He points out that when you strip out (real) inflation AND falling house prices from the calculation of the March retail sales figure that it works out to U.S. retail sales PLUMMETING downward by 13% in real dollars. Put another way, in March U.S. consumers were purchasing roughly 13% less goods than 1 year ago - while the government claims that the last year was the BEST year of this "three year recovery".



March Retail Sales: A Decline At An Annualized Rate Of 13.2%

seekingalpha.com/article/501441-march-re...ualized-rate-of-13-2

"Americans splurged on a wide range of goods and services for the third straight month, suggesting the U.S. economy grew somewhat faster than expected in the first quarter."

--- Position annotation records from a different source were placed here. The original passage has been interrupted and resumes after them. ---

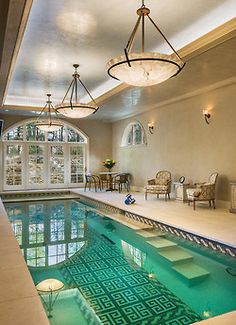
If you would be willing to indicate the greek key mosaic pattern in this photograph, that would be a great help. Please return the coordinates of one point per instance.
(118, 292)
(216, 246)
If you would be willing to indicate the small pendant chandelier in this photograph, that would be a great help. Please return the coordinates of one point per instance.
(70, 105)
(45, 122)
(144, 68)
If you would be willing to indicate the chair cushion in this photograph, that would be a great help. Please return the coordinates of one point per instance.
(194, 192)
(156, 188)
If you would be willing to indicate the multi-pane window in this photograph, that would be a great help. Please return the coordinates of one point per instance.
(36, 164)
(13, 165)
(35, 256)
(133, 135)
(76, 164)
(57, 165)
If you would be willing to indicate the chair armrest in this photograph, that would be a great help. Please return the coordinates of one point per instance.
(198, 184)
(96, 178)
(151, 182)
(208, 190)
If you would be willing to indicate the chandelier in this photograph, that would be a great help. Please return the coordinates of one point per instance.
(45, 122)
(144, 68)
(70, 105)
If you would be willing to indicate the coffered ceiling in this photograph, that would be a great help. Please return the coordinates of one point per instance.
(59, 33)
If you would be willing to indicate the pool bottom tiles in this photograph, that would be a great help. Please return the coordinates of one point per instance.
(117, 291)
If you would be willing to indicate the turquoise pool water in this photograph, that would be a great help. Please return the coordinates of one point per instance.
(115, 275)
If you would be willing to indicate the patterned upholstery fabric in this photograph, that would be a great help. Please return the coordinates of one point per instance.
(160, 185)
(203, 191)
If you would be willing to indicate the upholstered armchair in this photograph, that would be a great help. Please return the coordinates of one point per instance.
(203, 192)
(159, 185)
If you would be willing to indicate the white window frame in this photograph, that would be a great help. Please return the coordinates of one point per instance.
(47, 144)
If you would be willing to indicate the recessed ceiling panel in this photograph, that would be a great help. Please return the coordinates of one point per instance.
(60, 33)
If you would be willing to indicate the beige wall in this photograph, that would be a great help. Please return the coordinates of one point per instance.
(99, 134)
(183, 143)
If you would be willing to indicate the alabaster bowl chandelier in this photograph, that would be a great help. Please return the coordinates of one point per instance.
(144, 68)
(45, 122)
(70, 105)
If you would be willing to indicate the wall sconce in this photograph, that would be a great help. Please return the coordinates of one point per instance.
(207, 115)
(151, 127)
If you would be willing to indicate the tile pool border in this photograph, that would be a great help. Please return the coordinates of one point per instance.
(199, 240)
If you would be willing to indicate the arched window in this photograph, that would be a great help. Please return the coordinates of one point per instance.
(36, 159)
(134, 134)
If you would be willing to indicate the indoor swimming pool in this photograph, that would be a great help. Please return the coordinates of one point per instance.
(113, 274)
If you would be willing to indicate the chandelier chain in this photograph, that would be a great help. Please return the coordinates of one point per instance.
(152, 21)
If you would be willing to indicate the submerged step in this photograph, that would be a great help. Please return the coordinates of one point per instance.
(191, 271)
(161, 243)
(150, 233)
(176, 255)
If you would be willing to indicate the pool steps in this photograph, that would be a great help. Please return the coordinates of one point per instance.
(133, 224)
(182, 262)
(150, 234)
(191, 271)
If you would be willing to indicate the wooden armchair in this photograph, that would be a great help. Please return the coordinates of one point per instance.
(92, 180)
(203, 192)
(159, 185)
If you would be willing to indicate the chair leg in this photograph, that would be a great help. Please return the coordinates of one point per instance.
(213, 202)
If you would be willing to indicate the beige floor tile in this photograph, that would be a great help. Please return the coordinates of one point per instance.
(26, 311)
(217, 224)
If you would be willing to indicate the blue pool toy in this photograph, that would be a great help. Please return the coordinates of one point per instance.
(129, 199)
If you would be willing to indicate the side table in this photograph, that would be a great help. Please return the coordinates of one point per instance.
(180, 191)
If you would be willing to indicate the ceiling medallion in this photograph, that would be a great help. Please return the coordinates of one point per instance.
(45, 122)
(144, 68)
(70, 105)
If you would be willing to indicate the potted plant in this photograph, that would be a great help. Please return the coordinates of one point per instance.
(109, 163)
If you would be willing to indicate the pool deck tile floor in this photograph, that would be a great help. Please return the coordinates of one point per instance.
(216, 224)
(161, 243)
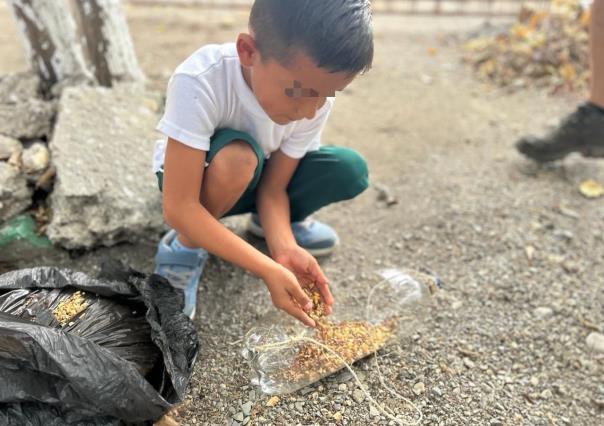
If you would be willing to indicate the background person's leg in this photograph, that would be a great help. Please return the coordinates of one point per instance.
(597, 53)
(582, 130)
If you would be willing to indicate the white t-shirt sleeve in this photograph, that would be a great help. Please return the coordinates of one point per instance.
(191, 113)
(306, 136)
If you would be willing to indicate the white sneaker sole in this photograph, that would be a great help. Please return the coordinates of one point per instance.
(258, 232)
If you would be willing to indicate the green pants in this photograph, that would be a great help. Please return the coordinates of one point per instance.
(323, 177)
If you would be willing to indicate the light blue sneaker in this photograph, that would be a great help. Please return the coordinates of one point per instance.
(182, 268)
(316, 237)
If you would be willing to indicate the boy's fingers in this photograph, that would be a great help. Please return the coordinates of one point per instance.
(299, 314)
(322, 283)
(299, 296)
(317, 273)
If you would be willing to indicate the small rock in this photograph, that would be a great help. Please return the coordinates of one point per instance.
(274, 400)
(15, 195)
(373, 411)
(36, 158)
(419, 388)
(8, 146)
(571, 267)
(306, 390)
(543, 312)
(595, 342)
(358, 395)
(247, 407)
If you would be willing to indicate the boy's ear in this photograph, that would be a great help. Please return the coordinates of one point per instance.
(246, 49)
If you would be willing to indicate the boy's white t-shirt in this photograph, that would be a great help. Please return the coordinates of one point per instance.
(207, 92)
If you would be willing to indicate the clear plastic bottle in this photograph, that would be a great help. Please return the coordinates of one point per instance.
(285, 357)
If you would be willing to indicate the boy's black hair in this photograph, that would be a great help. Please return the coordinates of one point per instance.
(336, 34)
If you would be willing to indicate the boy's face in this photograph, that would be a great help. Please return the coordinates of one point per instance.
(288, 93)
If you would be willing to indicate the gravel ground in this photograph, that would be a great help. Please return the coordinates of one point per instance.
(519, 250)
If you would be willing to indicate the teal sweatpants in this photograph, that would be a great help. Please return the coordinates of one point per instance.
(323, 177)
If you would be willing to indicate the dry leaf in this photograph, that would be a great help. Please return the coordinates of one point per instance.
(591, 189)
(530, 252)
(272, 401)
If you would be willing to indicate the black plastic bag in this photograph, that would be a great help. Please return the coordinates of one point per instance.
(95, 369)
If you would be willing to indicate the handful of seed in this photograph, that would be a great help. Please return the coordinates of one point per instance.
(350, 340)
(70, 308)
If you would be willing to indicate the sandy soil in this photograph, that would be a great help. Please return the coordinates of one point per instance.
(505, 343)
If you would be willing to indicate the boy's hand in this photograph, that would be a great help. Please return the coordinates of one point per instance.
(307, 270)
(287, 294)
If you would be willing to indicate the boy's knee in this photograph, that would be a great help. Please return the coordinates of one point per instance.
(235, 165)
(352, 171)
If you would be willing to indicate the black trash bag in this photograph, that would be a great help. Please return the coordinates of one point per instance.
(126, 359)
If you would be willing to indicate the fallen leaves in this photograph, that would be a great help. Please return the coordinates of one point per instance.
(545, 48)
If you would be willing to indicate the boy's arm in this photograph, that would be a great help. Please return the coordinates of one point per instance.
(272, 202)
(183, 211)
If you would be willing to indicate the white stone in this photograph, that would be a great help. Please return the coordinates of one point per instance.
(595, 342)
(8, 146)
(36, 158)
(105, 192)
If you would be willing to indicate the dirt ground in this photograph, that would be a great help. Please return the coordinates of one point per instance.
(519, 249)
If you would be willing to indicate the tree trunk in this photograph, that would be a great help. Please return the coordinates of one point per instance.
(108, 41)
(50, 38)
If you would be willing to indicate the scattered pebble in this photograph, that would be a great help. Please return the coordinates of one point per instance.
(358, 395)
(274, 400)
(247, 408)
(595, 342)
(419, 388)
(543, 312)
(374, 411)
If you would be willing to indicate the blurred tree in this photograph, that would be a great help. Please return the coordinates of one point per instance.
(104, 54)
(109, 45)
(50, 38)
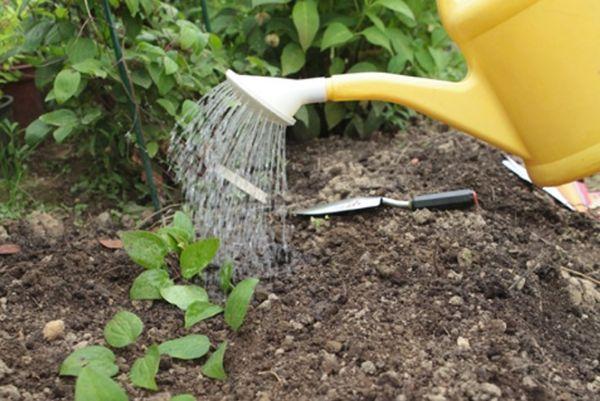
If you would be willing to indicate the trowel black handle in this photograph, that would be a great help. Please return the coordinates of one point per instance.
(460, 199)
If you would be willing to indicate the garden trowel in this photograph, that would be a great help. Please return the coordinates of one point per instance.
(458, 199)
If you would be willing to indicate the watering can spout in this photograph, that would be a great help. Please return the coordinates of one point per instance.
(467, 105)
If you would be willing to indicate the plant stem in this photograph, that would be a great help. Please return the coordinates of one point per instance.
(135, 115)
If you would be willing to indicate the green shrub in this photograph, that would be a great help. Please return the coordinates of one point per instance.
(307, 38)
(171, 62)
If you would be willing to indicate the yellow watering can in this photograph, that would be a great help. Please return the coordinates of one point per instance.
(533, 87)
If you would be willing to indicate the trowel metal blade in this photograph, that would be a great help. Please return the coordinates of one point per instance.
(346, 205)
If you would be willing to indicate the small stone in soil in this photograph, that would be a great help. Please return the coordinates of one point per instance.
(463, 344)
(423, 216)
(491, 389)
(465, 258)
(456, 300)
(329, 363)
(54, 329)
(166, 396)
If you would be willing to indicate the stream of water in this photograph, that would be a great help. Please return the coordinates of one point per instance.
(230, 160)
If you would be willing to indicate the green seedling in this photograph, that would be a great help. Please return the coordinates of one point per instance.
(195, 257)
(318, 222)
(238, 301)
(144, 369)
(192, 346)
(145, 248)
(183, 397)
(123, 329)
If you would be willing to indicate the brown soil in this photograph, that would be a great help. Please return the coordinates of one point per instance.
(384, 305)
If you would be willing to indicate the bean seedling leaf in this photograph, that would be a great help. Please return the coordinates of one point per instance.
(336, 34)
(123, 329)
(237, 302)
(144, 369)
(183, 295)
(148, 284)
(195, 257)
(189, 347)
(92, 385)
(183, 222)
(306, 19)
(199, 311)
(145, 248)
(100, 358)
(213, 367)
(183, 397)
(174, 238)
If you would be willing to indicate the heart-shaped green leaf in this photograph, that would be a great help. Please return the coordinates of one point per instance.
(123, 329)
(183, 222)
(188, 347)
(184, 295)
(144, 369)
(148, 284)
(336, 34)
(92, 385)
(238, 301)
(213, 367)
(306, 20)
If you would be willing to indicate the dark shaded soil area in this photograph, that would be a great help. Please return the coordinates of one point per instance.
(482, 304)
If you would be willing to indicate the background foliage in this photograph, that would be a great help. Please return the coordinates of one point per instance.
(172, 61)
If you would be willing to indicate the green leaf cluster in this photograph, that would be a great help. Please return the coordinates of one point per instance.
(321, 38)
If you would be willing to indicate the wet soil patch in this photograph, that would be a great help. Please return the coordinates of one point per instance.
(479, 304)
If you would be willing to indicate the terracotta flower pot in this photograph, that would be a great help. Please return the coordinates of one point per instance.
(6, 103)
(28, 103)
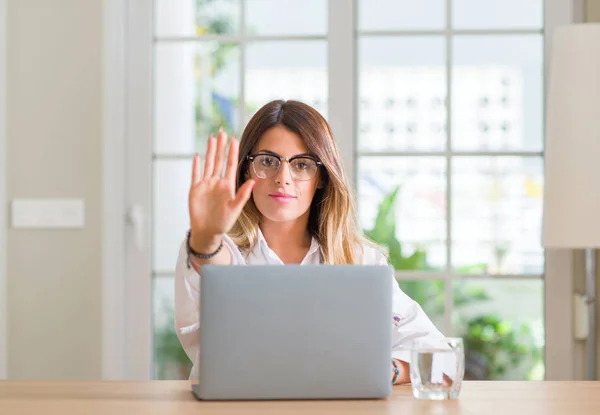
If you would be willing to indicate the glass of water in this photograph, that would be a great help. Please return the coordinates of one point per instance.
(436, 372)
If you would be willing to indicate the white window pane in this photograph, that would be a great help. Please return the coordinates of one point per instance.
(170, 211)
(497, 14)
(497, 93)
(402, 93)
(288, 17)
(420, 210)
(502, 325)
(496, 214)
(286, 70)
(170, 360)
(196, 17)
(197, 89)
(402, 14)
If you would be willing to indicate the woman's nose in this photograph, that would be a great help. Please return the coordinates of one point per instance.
(284, 175)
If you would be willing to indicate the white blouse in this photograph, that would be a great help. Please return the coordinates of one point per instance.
(408, 322)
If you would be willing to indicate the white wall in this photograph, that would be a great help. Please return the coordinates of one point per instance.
(54, 150)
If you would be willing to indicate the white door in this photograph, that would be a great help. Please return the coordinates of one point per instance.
(441, 100)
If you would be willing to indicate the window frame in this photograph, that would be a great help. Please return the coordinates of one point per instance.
(3, 194)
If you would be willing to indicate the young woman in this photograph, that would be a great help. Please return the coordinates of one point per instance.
(283, 199)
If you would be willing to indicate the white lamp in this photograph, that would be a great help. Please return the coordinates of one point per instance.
(572, 155)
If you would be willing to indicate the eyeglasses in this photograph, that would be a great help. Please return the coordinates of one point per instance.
(266, 166)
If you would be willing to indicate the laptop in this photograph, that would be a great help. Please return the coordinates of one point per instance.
(270, 332)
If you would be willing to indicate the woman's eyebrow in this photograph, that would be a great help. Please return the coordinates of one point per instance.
(264, 151)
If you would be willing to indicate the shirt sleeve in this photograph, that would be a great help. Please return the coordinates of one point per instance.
(409, 322)
(187, 300)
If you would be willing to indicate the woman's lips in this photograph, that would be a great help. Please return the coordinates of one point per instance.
(281, 197)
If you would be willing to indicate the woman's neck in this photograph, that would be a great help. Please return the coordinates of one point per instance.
(289, 240)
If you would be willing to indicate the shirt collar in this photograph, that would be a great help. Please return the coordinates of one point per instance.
(264, 248)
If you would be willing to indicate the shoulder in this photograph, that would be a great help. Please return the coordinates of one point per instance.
(372, 254)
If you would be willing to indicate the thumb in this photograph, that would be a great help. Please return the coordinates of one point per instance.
(242, 196)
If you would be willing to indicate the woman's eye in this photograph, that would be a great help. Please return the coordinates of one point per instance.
(268, 162)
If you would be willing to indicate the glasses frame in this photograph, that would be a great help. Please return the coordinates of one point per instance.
(251, 158)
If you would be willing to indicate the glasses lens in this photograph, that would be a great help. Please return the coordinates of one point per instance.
(265, 166)
(303, 168)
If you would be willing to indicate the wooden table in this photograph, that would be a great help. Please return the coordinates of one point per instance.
(174, 397)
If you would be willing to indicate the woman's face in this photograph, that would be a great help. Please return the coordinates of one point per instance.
(283, 193)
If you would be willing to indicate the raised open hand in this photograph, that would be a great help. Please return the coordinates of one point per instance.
(214, 205)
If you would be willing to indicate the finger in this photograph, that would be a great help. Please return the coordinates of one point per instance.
(196, 175)
(242, 196)
(232, 161)
(209, 160)
(220, 158)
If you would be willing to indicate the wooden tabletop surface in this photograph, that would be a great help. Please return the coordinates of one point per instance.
(175, 397)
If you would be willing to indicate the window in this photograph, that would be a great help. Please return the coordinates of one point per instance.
(445, 145)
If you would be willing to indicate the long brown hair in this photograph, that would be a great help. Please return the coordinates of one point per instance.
(332, 219)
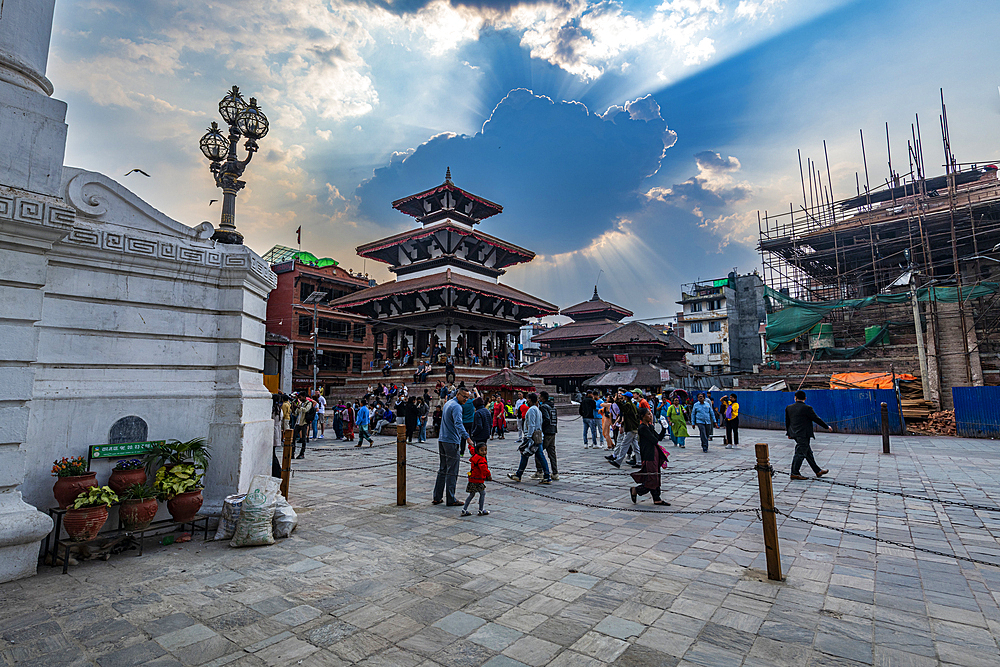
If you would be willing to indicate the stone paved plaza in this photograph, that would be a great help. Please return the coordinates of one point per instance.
(543, 581)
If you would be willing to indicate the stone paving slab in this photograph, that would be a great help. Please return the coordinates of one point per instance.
(571, 574)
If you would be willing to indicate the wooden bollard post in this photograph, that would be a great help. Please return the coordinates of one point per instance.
(287, 448)
(767, 512)
(401, 465)
(885, 428)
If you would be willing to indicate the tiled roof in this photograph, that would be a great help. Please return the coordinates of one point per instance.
(444, 279)
(640, 332)
(568, 366)
(588, 329)
(595, 306)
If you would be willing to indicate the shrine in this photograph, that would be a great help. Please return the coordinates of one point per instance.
(447, 299)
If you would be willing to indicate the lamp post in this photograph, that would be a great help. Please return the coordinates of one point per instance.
(314, 298)
(244, 120)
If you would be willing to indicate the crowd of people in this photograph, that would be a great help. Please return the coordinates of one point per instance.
(624, 422)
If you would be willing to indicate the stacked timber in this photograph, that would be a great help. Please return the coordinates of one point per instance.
(916, 409)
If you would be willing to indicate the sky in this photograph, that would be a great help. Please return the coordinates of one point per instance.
(630, 143)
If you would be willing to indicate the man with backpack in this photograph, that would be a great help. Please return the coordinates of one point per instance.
(588, 406)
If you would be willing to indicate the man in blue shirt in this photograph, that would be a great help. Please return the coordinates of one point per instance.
(703, 416)
(363, 421)
(451, 437)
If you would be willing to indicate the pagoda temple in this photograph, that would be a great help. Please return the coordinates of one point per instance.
(572, 356)
(447, 290)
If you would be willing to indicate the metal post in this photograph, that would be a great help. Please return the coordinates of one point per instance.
(315, 344)
(767, 511)
(885, 428)
(287, 448)
(401, 465)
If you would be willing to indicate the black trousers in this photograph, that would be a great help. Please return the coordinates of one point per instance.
(803, 451)
(641, 491)
(733, 431)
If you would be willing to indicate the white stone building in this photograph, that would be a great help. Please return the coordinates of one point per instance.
(110, 309)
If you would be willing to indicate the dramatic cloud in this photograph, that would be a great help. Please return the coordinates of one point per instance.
(563, 173)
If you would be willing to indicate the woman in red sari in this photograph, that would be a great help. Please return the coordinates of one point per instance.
(499, 418)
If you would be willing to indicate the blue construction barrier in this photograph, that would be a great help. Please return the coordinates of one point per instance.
(976, 411)
(846, 410)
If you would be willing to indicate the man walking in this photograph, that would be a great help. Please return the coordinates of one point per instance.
(799, 419)
(630, 427)
(452, 436)
(364, 421)
(587, 408)
(549, 430)
(703, 417)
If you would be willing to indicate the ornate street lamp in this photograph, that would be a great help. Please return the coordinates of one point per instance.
(244, 120)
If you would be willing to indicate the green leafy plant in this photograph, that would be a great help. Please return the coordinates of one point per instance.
(69, 467)
(175, 452)
(181, 478)
(138, 492)
(95, 496)
(129, 464)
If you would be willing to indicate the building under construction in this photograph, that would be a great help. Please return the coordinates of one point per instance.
(901, 278)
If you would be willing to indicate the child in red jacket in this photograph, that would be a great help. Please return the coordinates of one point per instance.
(478, 476)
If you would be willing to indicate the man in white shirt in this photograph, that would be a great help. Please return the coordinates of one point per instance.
(320, 415)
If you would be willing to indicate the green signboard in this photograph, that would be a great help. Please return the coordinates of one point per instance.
(122, 450)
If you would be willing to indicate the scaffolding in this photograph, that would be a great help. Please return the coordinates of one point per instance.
(912, 228)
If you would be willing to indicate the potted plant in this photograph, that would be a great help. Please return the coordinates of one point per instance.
(181, 487)
(174, 452)
(126, 473)
(85, 518)
(73, 479)
(138, 507)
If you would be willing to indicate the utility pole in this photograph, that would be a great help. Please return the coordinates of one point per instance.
(925, 381)
(314, 299)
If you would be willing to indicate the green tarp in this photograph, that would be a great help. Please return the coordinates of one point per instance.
(798, 317)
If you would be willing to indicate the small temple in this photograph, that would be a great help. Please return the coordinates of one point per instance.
(447, 295)
(640, 355)
(573, 358)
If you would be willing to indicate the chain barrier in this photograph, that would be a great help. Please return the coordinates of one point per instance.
(901, 494)
(377, 465)
(885, 541)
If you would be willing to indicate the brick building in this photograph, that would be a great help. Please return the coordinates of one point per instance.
(345, 340)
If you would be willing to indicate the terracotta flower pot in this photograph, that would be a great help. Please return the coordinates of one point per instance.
(122, 479)
(66, 489)
(137, 514)
(84, 524)
(184, 506)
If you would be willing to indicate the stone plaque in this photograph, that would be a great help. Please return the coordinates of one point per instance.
(128, 429)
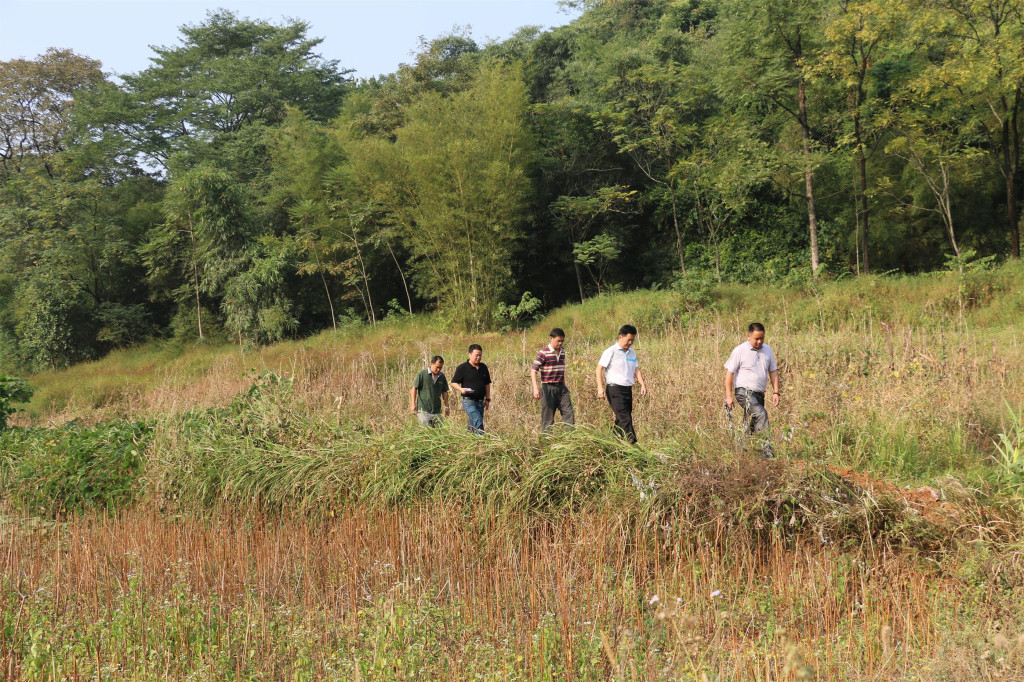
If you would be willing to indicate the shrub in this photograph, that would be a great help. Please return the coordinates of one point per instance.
(51, 472)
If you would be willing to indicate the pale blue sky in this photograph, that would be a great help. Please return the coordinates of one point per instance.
(371, 36)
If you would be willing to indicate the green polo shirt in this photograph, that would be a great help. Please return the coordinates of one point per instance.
(428, 391)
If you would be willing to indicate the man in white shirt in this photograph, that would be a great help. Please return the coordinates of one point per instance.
(747, 373)
(616, 372)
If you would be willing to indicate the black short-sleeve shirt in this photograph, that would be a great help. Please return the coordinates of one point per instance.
(474, 378)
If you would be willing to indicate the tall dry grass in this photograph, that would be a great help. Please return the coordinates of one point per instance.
(420, 593)
(306, 537)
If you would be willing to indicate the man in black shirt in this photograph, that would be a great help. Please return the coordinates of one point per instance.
(472, 381)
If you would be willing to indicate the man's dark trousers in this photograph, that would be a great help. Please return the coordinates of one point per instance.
(621, 399)
(555, 396)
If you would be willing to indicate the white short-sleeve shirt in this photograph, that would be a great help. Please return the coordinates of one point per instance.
(620, 366)
(752, 367)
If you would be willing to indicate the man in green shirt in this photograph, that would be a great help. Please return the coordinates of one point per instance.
(429, 388)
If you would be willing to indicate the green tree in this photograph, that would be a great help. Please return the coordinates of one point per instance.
(227, 74)
(766, 51)
(984, 66)
(855, 33)
(36, 101)
(456, 183)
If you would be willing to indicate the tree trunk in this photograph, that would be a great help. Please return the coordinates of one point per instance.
(401, 274)
(862, 197)
(1012, 163)
(675, 224)
(199, 308)
(805, 131)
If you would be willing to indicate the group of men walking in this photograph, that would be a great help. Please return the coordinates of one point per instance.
(751, 368)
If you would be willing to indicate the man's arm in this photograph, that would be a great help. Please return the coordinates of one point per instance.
(643, 384)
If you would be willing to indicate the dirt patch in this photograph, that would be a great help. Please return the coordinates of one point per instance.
(930, 503)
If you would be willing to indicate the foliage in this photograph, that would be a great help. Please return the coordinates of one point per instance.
(244, 185)
(455, 180)
(518, 314)
(1010, 451)
(12, 389)
(74, 469)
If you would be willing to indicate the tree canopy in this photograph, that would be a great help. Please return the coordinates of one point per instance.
(243, 186)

So reads the headline at Dow Jones' Marketwatch. The article goes on to say that the Commerce Department has released new retail sales numbers for March, showing retail sales up by 0.8% for the month. If this were true, it would be great news. Unfortunately, retail sales for March, in real terms, were down significantly, after subtracting out inflation.

The mainstream business media doesn't appear to do much work to determine whether or not they are shoveling BS down our throats. The most recent retail sales figures are yet another example of that problem. On the surface, things look rosy. But, dig a little deeper, and all the warts appear.

Retail sales numbers report gross sales in dollar amounts, not in terms of the number of goods received. In order to know whether or not people are actually buying more, however, you have to consider whether the higher number represents greater consumption propensity, or just the after-effects of inflation.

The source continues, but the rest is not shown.